London Police reported the eastbound train struck Barton on Saturday, May 12 around 2:30 a.m.—a common time for students from the university to be leaving one of the several bars around the area.
Dennis Rivest, media relations officer for the London Police Service, explained several of these fatal incidents take place early in the morning because the pedestrians aren’t paying enough attention while trying to cross.
“When you are walking in any area where there are train tracks around, you should first and foremost have your ears alert,” Rivest explained. “Students shouldn’t be listening to an iPod or using some form of headphones which block their ears—they need to be able to listen and hear the train coming.”
“Students also need to be in a position to look around them,” he continued. “If they are walking and texting, they are not paying full attention to the railroad tracks, which could inadvertently put them in a position that could prove quite fatal to them.”
Katelyn Amos, a close friend and past girlfriend of Barton, couldn’t believe what happened involving the train tracks downtown.
“Trevor really meant a lot to me, and still does to so many others,” Amos said. “[He] was such an outstanding human being—I’ve never met anyone with as many best friends as him. He would always work so hard towards everything—school, sports, his family. There was nothing better than watching him smile and laugh.”
According to VIA Rail, they have invested close to $500 million in improvements since 2007—most of which involve safety matters such as signaling systems, which will hopefully help prevent these fatal incidents.
Although it may seem necessary to have someone monitoring the area surrounding the crossing areas downtown, Rivest said he thinks there are currently enough safety procedures in place.

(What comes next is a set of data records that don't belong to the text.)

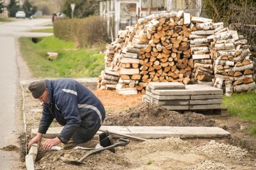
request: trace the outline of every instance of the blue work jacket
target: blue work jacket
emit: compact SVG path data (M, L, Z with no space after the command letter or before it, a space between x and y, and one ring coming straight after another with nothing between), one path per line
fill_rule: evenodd
M45 80L50 104L44 103L38 132L45 134L54 118L64 126L58 137L67 144L80 127L102 123L105 110L99 99L87 88L72 79ZM87 110L87 112L81 111ZM92 111L93 114L92 114Z

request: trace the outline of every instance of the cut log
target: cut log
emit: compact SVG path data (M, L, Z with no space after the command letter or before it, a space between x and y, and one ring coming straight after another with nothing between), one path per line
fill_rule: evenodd
M244 83L244 84L249 84L249 83L251 83L253 82L254 82L254 80L253 80L253 78L252 78L252 77L246 77L243 81L243 83Z
M201 81L212 81L212 79L207 77L205 75L198 75L196 76L197 79Z
M241 71L244 71L246 70L253 70L253 64L250 64L248 65L245 66L235 66L233 68L233 70L234 72L241 72Z
M125 75L133 75L139 74L140 71L138 68L122 68L120 70L120 74Z
M139 81L141 75L140 74L134 74L131 77L132 80L136 80L136 81Z
M220 77L216 77L214 87L219 89L222 88L222 85L223 84L224 79Z
M253 72L251 70L245 70L244 72L244 75L249 75L249 74L252 74Z

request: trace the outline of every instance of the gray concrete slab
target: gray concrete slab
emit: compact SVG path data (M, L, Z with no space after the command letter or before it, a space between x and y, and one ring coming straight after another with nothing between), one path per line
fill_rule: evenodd
M191 100L190 105L220 104L222 99Z
M190 95L166 95L159 96L146 90L146 95L159 100L189 100Z
M220 104L189 105L190 110L207 110L221 109Z
M178 82L150 82L148 88L152 89L182 89L185 85Z
M49 128L45 136L51 132L60 133L61 128ZM182 138L216 138L226 137L230 134L219 127L122 127L102 126L100 130L108 130L118 134L134 135L145 139L165 138L180 137ZM35 130L33 130L35 132ZM99 131L97 134L101 133ZM58 135L54 134L55 135ZM120 137L112 135L113 137Z
M221 138L228 137L230 133L219 127L174 127L180 138Z
M167 95L190 95L191 92L188 89L152 89L150 91L151 93L159 95L159 96L167 96Z
M180 134L172 127L127 127L132 135L145 139L179 137Z
M189 100L158 100L152 98L152 102L157 105L187 105L189 104Z
M43 134L43 137L52 139L57 137L61 132L63 127L53 127L49 128L45 134ZM104 130L108 129L109 131L115 131L119 134L123 134L126 135L131 135L131 133L125 127L122 126L101 126L100 130ZM31 129L31 137L35 137L36 135L38 128ZM98 131L97 134L102 133L101 131ZM113 135L115 137L115 135Z
M143 98L147 102L156 104L157 105L189 105L189 100L159 100L153 98L149 95L143 95Z
M161 107L171 111L188 110L189 105L162 105Z
M222 99L223 95L191 95L191 100L198 99Z
M223 94L223 92L221 89L202 84L186 85L186 89L191 91L191 95Z

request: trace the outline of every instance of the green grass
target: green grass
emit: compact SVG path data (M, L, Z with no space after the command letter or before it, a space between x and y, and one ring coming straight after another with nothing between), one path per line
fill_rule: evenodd
M45 29L33 29L33 30L31 30L29 32L52 33L53 33L53 28L45 28Z
M42 38L37 43L20 38L22 57L35 77L97 77L104 70L104 54L97 49L77 49L72 42L54 36ZM47 59L47 52L58 52L56 61Z
M255 123L251 134L256 135L256 93L233 93L231 97L224 97L223 106L228 109L230 116L238 116L244 121Z

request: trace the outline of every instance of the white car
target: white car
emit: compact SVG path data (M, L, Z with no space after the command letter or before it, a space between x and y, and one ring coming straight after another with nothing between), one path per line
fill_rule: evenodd
M23 11L18 11L15 14L15 17L17 19L26 19L26 13Z

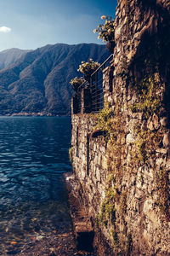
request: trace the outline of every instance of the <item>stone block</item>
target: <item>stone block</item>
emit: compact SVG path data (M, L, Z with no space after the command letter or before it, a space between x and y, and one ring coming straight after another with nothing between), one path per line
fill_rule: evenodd
M133 138L132 133L128 133L127 135L126 143L127 143L127 144L130 144L130 143L134 143L134 138Z
M170 131L167 132L163 137L163 146L167 148L170 145Z

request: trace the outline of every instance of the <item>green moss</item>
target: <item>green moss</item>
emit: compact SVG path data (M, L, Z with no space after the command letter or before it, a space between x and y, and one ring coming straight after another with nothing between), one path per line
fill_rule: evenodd
M159 148L162 141L163 132L151 131L149 129L141 128L140 125L135 128L137 138L134 142L133 150L133 160L140 165L149 163L150 157L156 156L156 149Z
M69 149L69 159L70 159L71 163L73 162L73 150L74 150L74 148L73 148L73 147L71 147L71 148Z
M105 199L101 206L101 212L97 216L98 225L104 224L107 227L108 224L115 224L116 208L115 208L116 192L110 188L106 192Z
M113 136L113 115L112 109L109 107L109 103L105 103L104 108L100 110L97 115L97 125L94 129L104 131L105 138L108 141Z
M158 84L156 77L146 76L139 83L135 83L133 90L139 94L139 102L130 107L133 113L142 112L148 119L154 113L161 110L161 96L157 94Z
M112 238L113 238L113 246L116 247L119 245L118 234L115 230L112 230L111 235L112 235Z
M162 213L165 214L167 221L170 220L170 189L168 173L165 169L160 168L156 172L156 185L158 189L158 201Z

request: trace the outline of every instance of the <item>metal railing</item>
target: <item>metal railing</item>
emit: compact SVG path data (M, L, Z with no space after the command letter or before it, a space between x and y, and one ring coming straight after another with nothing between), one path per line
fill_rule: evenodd
M77 89L76 91L76 111L80 113L82 109L82 90L89 86L91 112L99 112L104 107L104 92L103 92L103 70L109 66L113 55L110 55L99 67L92 73L90 83L85 81Z

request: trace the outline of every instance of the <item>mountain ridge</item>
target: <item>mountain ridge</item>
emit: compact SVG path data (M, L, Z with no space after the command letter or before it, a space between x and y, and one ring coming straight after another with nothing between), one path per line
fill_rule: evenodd
M102 63L109 52L96 44L48 44L28 51L0 70L0 114L71 113L70 80L82 61Z

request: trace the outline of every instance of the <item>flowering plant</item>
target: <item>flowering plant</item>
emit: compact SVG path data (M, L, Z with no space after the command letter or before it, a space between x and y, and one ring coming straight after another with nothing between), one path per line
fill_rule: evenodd
M74 78L73 79L71 80L70 84L72 85L72 88L74 90L77 90L77 88L83 83L85 82L83 78L78 79L77 77Z
M82 72L85 78L87 78L89 77L98 67L99 67L99 63L94 62L93 59L89 59L89 61L88 62L82 61L77 71Z
M98 26L97 29L94 30L94 32L99 32L98 39L103 39L104 42L111 42L115 39L115 26L114 20L112 17L103 15L102 20L105 20L104 25L100 24Z

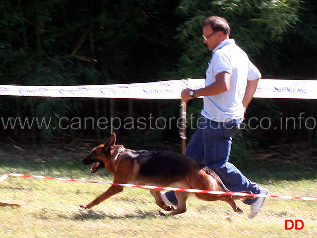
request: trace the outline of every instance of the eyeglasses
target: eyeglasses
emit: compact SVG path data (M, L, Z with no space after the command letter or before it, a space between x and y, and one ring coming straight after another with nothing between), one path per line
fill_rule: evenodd
M211 33L210 35L209 35L209 36L205 36L203 35L202 35L202 37L203 37L203 39L205 41L208 41L208 38L209 38L210 37L211 37L212 35L213 35L215 33L216 33L217 32L217 31L215 31L214 32L213 32L212 33Z

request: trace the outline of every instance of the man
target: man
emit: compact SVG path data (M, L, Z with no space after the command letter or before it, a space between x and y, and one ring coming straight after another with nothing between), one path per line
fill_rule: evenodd
M206 71L205 87L182 92L185 102L204 97L202 117L186 154L214 171L231 190L267 194L267 189L252 182L229 162L232 136L239 130L261 74L234 40L229 39L230 28L225 19L207 18L202 31L212 57ZM166 202L177 204L173 191L162 195ZM257 197L244 202L251 205L250 218L256 216L264 199Z

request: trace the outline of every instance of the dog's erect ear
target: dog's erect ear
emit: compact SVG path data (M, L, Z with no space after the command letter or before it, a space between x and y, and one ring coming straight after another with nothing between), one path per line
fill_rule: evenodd
M116 144L116 141L117 136L116 135L116 133L115 132L113 132L111 134L111 135L110 135L110 137L108 138L108 140L107 140L107 141L105 142L104 151L105 152L108 151L111 147L113 146Z

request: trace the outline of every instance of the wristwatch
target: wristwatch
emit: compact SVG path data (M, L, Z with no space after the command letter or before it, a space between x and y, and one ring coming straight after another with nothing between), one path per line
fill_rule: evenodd
M192 98L196 98L196 97L195 97L195 91L194 90L190 91L190 96Z

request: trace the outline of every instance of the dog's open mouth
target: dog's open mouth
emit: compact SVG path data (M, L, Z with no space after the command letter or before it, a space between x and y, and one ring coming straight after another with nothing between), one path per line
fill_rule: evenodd
M97 171L101 168L105 167L105 164L101 161L95 163L93 164L91 169L90 169L90 173L91 174L95 174L97 172Z

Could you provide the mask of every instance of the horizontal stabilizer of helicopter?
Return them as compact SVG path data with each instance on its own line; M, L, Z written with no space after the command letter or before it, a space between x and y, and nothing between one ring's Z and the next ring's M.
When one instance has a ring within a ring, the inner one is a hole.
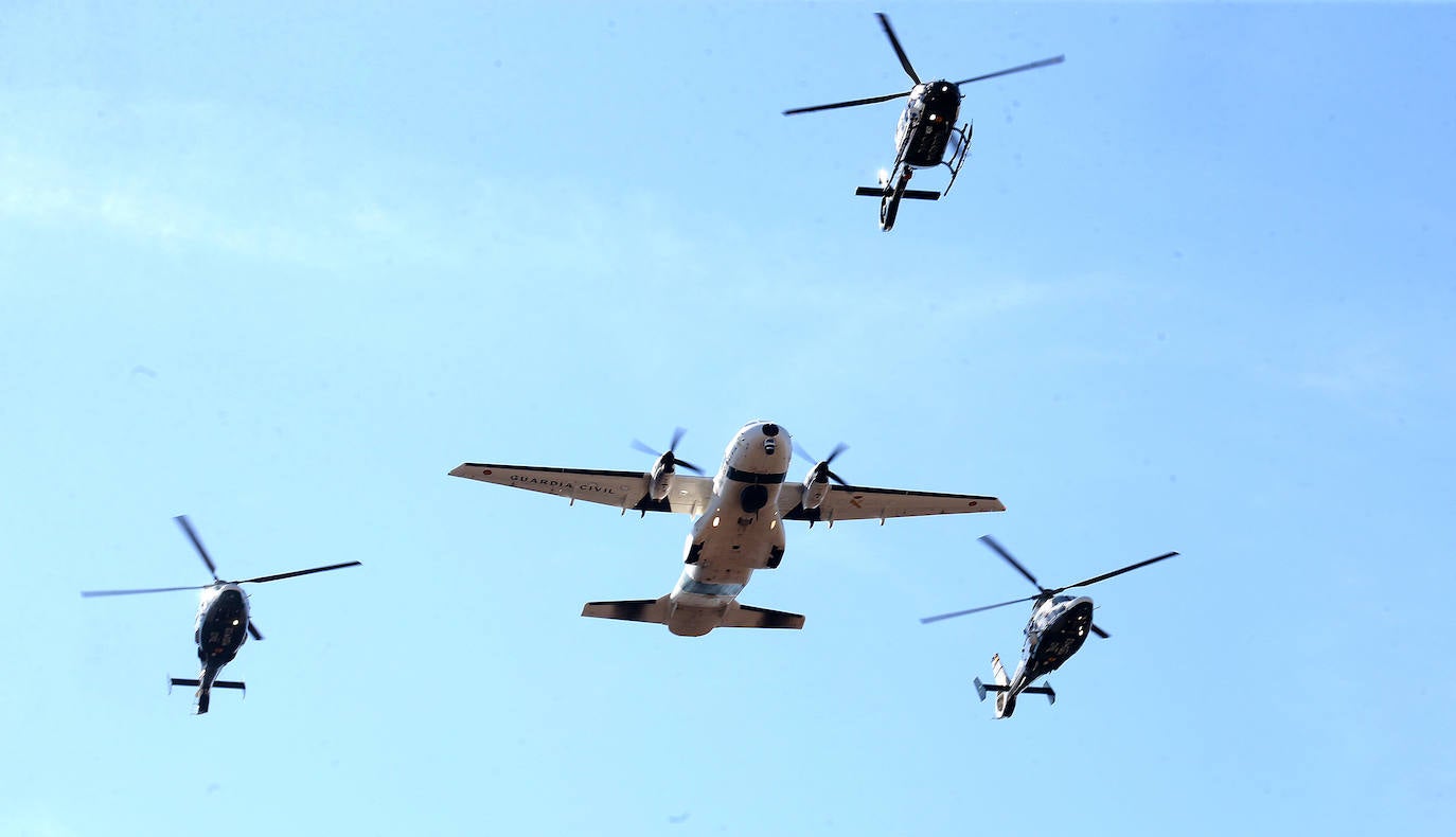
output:
M581 608L581 614L593 619L622 619L625 622L667 624L670 607L665 595L662 598L629 598L625 601L588 601Z
M860 188L855 189L855 194L859 195L859 197L862 197L862 198L884 198L885 197L885 188L884 186L860 186ZM906 189L904 192L900 194L900 197L906 198L906 199L910 199L910 201L939 201L941 199L941 192L935 192L935 191L930 191L930 189Z
M1051 684L1050 683L1045 684L1045 686L1028 686L1026 689L1022 689L1021 691L1022 691L1022 694L1045 694L1047 696L1047 703L1056 703L1057 702L1057 693L1051 690Z
M999 683L981 683L981 678L977 677L976 678L976 696L980 697L981 700L986 700L986 693L987 691L1010 691L1010 689L1006 687L1006 686L1002 686Z
M738 604L729 607L728 613L724 614L724 627L788 627L798 630L804 627L804 616L782 610L769 610L767 607Z
M191 680L186 677L172 677L167 683L172 686L202 686L201 680ZM242 680L214 680L213 689L240 689L248 691L248 684Z

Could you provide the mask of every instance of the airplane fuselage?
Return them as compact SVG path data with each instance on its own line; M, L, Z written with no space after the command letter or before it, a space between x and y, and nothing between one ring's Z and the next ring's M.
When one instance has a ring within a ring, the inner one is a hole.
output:
M773 422L748 424L728 444L713 477L713 496L687 536L683 575L668 595L668 630L708 633L735 606L753 571L779 566L779 489L791 457L789 434Z

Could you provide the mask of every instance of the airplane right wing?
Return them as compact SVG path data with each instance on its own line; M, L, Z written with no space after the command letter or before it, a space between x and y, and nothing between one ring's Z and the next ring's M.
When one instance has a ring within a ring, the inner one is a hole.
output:
M480 482L539 491L569 499L600 502L620 509L697 514L713 493L713 480L703 476L673 475L662 499L646 492L646 475L639 470L588 470L575 467L531 467L467 461L450 472Z
M824 495L824 501L817 508L804 508L804 483L786 483L779 491L779 514L783 520L807 520L810 523L885 521L891 517L970 514L976 511L1006 511L1006 507L994 496L976 493L834 485L830 486L828 493Z

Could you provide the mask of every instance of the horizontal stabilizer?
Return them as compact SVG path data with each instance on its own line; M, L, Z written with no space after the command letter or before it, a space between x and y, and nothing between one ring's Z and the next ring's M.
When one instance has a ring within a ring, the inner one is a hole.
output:
M860 188L855 189L855 194L859 195L860 198L885 198L885 197L888 197L888 195L885 195L885 188L884 186L860 186ZM900 197L904 198L904 199L909 199L909 201L939 201L941 199L941 192L935 192L935 191L930 191L930 189L906 189L904 192L900 194Z
M1050 683L1045 686L1028 686L1026 689L1022 689L1022 691L1025 691L1026 694L1045 694L1047 703L1057 702L1057 693L1051 690Z
M798 613L785 613L782 610L769 610L766 607L753 607L748 604L734 604L724 614L724 627L786 627L798 630L804 627L804 616Z
M626 601L588 601L581 608L582 616L594 619L622 619L625 622L652 622L667 624L668 603L662 598L629 598Z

“I think there is a tremendous onus on pedestrians, cyclists and motorists to be paying attention when they are approaching these areas,” he said. “Trains cannot stop on a dime—we put rails up, we have lights that are going and bells that are ringing to alert people. It is much easier for people, drivers and cyclists to stop and wait for the train to pass.”
Rivest noted that London does have a unique set-up, with a railway crossing located over one of the city’s arterial roads, but pointed out there were safety precautions in place to allow pedestrians to be safer and avoid these types of incidents.
Although Amos, among many others, has lost someone important in her life, she is trying to stay positive about the situation.
“I really hope this brings awareness to how dangerous the tracks really are,” she said. “Trevor will never be forgotten—he’s the only guardian angel fast enough to watch over all the people who loved him.”